The Weibull distribution, which maps a broad range of random variables, illustrates a machine’s reliability failures. The green line in Figure 2 shows what is referred to as low beta probability distribution — the high initial failure rates, such as the electronics on a brand new combine that didn’t work initially but work as soon as a bad plug is fixed. The dark blue line, or high beta distribution, are the components that wear out, such as the cultivator shanks. The light blue line represents random failures.
“In a machine, you’ll often have a mix of these things,” Mitchell says. “If you put these 3 types of curves together, you get a bathtub shape (Figure 3). The issue we have is when machines are down these days, it’s low beta stuff that dominates, and that’s a little scary.”
This concerns Mitchell because when low beta issues arise, components might last for 100 years or 10 seconds.
“I put 2-3 low beta components together, even though they have an expected lifetime of 100 years, they could last 5-10 minutes,” Mitchell says. “But I put the high beta together, and it goes to 98-99 years.”

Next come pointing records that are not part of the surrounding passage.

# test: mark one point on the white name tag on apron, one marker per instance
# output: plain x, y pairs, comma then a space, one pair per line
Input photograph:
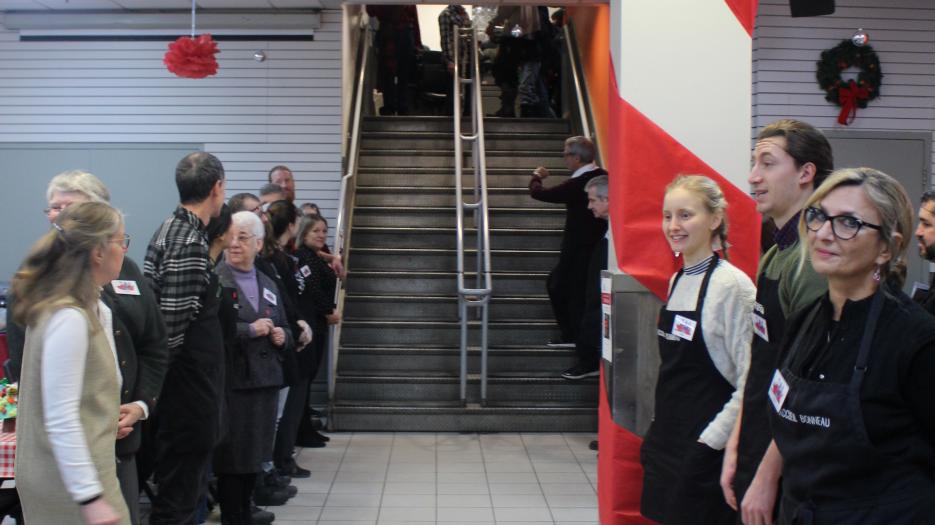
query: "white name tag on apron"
125, 287
759, 326
778, 390
684, 327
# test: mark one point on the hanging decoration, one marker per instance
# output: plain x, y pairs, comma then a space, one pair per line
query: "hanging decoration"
192, 57
850, 94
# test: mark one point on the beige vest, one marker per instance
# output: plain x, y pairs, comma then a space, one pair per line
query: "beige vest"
41, 489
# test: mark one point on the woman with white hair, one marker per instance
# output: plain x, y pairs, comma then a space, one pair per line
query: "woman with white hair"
254, 370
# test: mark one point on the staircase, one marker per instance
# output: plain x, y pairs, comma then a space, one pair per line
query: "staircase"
399, 357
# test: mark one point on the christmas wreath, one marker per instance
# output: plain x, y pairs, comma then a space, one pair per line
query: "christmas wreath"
850, 94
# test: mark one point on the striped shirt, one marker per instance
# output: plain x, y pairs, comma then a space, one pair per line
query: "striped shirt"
177, 267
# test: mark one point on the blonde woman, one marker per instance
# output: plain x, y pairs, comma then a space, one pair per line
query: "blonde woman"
70, 383
851, 400
704, 334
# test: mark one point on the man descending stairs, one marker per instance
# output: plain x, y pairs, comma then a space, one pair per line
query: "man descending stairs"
399, 349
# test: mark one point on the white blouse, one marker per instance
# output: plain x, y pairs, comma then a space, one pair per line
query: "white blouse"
64, 355
727, 327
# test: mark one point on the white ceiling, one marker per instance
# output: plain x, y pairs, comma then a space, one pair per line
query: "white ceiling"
78, 5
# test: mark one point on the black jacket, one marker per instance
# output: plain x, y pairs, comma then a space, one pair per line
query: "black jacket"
582, 229
140, 339
254, 362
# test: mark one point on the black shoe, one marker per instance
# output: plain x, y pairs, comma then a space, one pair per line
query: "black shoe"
261, 517
273, 479
268, 496
295, 471
581, 371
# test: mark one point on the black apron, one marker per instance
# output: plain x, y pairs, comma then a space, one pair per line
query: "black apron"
828, 456
193, 392
680, 475
754, 430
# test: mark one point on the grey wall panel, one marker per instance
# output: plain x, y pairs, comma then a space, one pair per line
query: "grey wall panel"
141, 179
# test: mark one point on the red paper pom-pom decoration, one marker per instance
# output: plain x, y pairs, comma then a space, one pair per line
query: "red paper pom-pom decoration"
192, 57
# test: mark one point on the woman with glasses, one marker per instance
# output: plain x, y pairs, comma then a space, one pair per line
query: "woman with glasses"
851, 400
70, 383
704, 334
254, 370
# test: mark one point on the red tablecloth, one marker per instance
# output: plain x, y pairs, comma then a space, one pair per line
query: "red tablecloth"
7, 454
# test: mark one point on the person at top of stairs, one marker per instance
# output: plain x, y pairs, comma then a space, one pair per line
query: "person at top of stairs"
567, 281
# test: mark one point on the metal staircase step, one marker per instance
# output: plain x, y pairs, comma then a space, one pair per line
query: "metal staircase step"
445, 197
445, 333
445, 124
439, 283
444, 238
446, 260
442, 158
440, 308
449, 417
410, 387
357, 361
444, 217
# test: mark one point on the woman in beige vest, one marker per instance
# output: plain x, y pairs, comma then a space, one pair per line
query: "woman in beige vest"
70, 383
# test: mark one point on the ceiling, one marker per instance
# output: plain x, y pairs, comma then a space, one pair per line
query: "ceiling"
109, 5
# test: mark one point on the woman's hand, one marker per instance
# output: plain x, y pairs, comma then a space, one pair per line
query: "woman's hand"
99, 512
305, 337
130, 413
262, 327
278, 335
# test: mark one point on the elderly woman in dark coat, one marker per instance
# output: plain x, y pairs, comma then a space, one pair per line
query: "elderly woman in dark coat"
254, 370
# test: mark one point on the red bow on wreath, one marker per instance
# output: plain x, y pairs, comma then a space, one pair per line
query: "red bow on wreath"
192, 57
848, 98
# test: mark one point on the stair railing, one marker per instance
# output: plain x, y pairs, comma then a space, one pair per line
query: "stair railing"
346, 195
479, 296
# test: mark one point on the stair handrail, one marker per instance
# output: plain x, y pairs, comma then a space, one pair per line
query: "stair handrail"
581, 94
341, 237
479, 295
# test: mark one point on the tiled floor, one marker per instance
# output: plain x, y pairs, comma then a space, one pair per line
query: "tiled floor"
428, 478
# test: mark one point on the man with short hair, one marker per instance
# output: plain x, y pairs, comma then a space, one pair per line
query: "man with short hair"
925, 234
271, 192
282, 175
790, 159
588, 344
567, 281
138, 331
180, 271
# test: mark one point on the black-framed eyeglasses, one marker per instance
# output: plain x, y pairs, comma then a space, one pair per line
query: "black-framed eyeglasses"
124, 242
843, 227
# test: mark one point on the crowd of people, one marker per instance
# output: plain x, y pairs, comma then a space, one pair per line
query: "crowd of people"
803, 398
191, 376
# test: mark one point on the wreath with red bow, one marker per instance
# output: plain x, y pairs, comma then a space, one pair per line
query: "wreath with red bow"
849, 94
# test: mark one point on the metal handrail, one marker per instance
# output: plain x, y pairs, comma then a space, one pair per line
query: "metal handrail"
341, 238
479, 296
580, 95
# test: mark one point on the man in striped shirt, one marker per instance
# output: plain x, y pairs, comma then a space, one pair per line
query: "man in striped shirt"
178, 267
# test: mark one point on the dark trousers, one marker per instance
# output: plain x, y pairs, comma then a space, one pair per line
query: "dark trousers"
588, 344
234, 491
566, 286
180, 476
129, 485
297, 400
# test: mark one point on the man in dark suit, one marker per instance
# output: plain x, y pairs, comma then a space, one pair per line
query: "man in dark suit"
925, 234
568, 280
139, 335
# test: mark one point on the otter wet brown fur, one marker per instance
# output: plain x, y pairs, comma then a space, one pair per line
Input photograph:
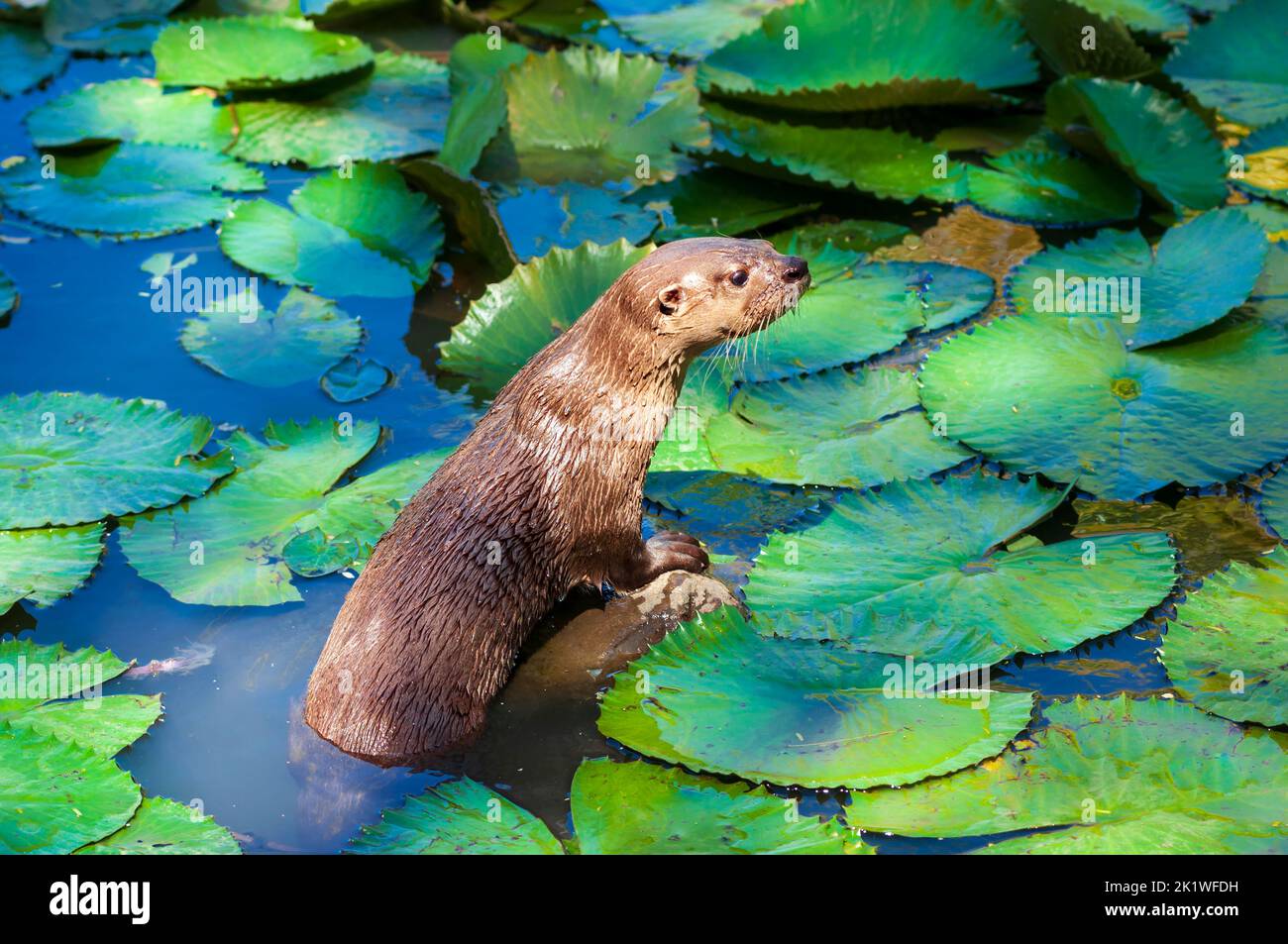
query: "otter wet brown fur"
544, 494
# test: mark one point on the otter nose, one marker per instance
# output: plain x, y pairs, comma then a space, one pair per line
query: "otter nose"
795, 268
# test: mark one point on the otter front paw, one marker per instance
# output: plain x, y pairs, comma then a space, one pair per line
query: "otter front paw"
668, 550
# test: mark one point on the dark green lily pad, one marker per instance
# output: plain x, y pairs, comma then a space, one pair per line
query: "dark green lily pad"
361, 235
1076, 404
717, 698
44, 565
1234, 63
128, 191
944, 578
874, 54
355, 378
29, 59
1162, 145
644, 809
593, 116
227, 548
72, 458
162, 827
254, 52
456, 818
529, 308
889, 163
864, 428
1227, 649
297, 342
1121, 773
1172, 291
56, 796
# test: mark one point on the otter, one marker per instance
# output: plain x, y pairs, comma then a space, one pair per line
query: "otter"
542, 496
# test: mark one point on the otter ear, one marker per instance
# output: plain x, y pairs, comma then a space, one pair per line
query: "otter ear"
670, 299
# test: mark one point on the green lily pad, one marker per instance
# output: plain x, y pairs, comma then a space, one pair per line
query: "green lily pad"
851, 312
529, 308
163, 827
361, 235
254, 52
128, 191
644, 809
56, 796
1227, 649
593, 116
227, 548
1115, 771
1046, 184
456, 818
300, 340
1076, 404
29, 59
1162, 145
866, 428
106, 26
943, 578
129, 110
1234, 63
72, 458
874, 159
398, 110
1146, 296
717, 698
353, 380
875, 54
44, 565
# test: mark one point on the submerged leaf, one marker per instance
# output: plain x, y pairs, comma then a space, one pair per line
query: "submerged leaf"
717, 698
1150, 776
72, 458
943, 579
1227, 649
644, 809
456, 818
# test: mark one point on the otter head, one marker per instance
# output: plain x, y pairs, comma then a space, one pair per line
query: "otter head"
707, 291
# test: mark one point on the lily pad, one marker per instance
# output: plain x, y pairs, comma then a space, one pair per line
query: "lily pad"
456, 818
353, 380
644, 809
881, 161
56, 796
592, 116
529, 308
1227, 649
944, 578
840, 55
1076, 404
128, 191
1046, 184
1146, 295
1115, 771
1234, 63
254, 52
162, 827
364, 233
29, 59
866, 428
1162, 145
299, 342
227, 548
717, 698
44, 565
72, 458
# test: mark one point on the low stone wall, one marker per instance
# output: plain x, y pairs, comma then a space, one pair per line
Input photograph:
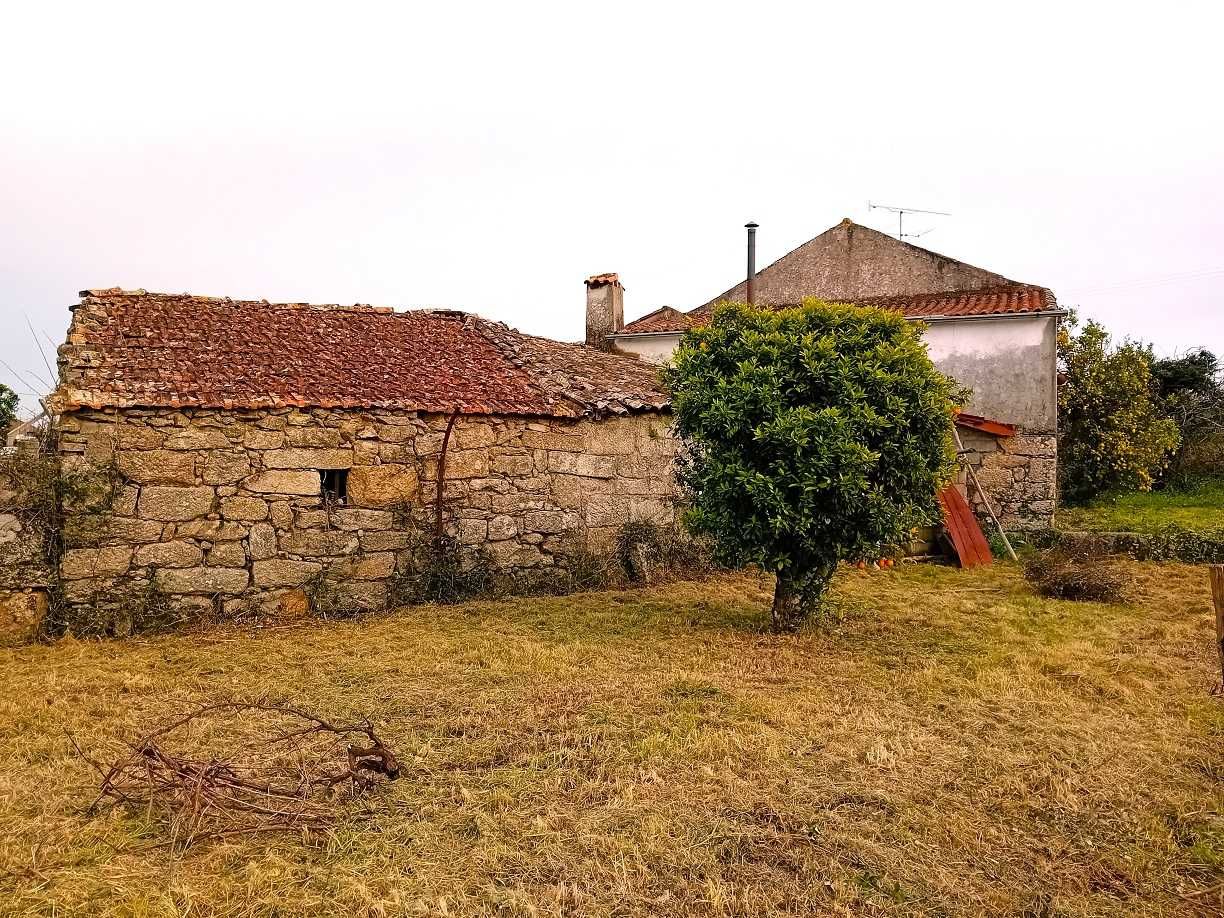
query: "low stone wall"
214, 509
1018, 473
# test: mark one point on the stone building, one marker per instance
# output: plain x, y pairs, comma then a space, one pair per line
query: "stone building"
252, 449
993, 334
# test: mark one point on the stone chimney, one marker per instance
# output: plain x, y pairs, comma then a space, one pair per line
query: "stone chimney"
605, 310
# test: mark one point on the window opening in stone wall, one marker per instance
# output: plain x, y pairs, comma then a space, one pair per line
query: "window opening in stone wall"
335, 485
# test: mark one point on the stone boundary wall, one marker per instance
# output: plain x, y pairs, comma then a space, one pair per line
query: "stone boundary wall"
1018, 473
218, 508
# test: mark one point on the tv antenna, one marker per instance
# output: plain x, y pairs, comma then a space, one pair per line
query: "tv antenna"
901, 218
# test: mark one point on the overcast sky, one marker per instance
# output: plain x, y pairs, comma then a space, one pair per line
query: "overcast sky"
490, 158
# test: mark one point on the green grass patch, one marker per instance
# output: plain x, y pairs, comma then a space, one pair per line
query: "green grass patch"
1197, 506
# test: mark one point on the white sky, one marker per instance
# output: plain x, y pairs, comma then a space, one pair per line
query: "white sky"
491, 157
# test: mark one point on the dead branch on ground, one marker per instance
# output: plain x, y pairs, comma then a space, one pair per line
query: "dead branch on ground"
285, 769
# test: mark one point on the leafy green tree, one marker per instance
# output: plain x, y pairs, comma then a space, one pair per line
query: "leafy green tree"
1191, 392
7, 408
1113, 435
814, 435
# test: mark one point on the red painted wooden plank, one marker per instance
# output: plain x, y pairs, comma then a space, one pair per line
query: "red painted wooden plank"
968, 540
987, 425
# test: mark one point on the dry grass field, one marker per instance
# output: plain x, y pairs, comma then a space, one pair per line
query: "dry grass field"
951, 746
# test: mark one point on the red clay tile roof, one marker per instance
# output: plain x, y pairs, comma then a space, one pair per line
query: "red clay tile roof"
141, 349
1003, 300
665, 318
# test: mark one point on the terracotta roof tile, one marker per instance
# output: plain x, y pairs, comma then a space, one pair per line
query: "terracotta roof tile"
141, 349
1001, 300
1004, 300
666, 318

Figure 4. The graph on the left maps historical price changes for products and services, as reported by the U.S. Bureau of Labor Statistics. Mitchell projected how those trends would play out in the next 10 years in the graph on the right. He predicts skilled repair labor and skilled construction labor will greatly increase in cost, while the price of electronics will significantly decrease. Source: U.S. Bureau of Labor Statistics / Clay Mitchell
Mitchell came up with a mathematical equation to express the relationship between the lifespan ratio of any number of components. He found that adding low beta components makes system reliability quickly crash. This finding then led Mitchell to analyze on-farm investments in the present and future. In the last year, he put up a new storage building, poured concrete and bought electronics, among other things.
“What’s my expectation of the return on each of these things?” Mitchell asks. “Lifespan is one thing. The concrete’s going to last awhile. The electronics, probably not, but the future replacement cost of these things is really different.”
“It’s a fundamentally different thing that we’re achieving with a machine…”
Looking at the broader economy, the inflation rate of TVs and computer software have gone down over the last 20 years, while hospital services, college tuition and college textbooks have gone up significantly. Mitchell then projected how those trends would continue in the next 20 years (Figure 4). In his projections, skilled repair and construction labor, steel, electricity and concrete will go up, while electronics will come down.
“For the things where I expect prices to go up, I’m more willing to pay for those things and to make sure that I’m building them reliably,” Mitchell says. “The PVC, steel and things for our irrigation systems have doubled or tripled in price since we’ve installed a lot of them, so it made it a better investment, and it was good that I put a lot of effort into making them reliable.”
Mitchell encourages no-tillers to think about reliability analytically and look for places to build redundancy. Identify what components are likely to fail in the system.
“Be aware that there can be a cost to adding a lot of complexity to machines,” Mitchell says. “Unless I can operate without the extra feature, is there a limp home feature, or am I adding things that I have to operate for the system to work? If that’s the case, then you may need to put extreme efforts into maintenance, repair and engineering, or you may need to simplify and back down, or you may need redundancy. It’s worth thinking through and being analytical about.”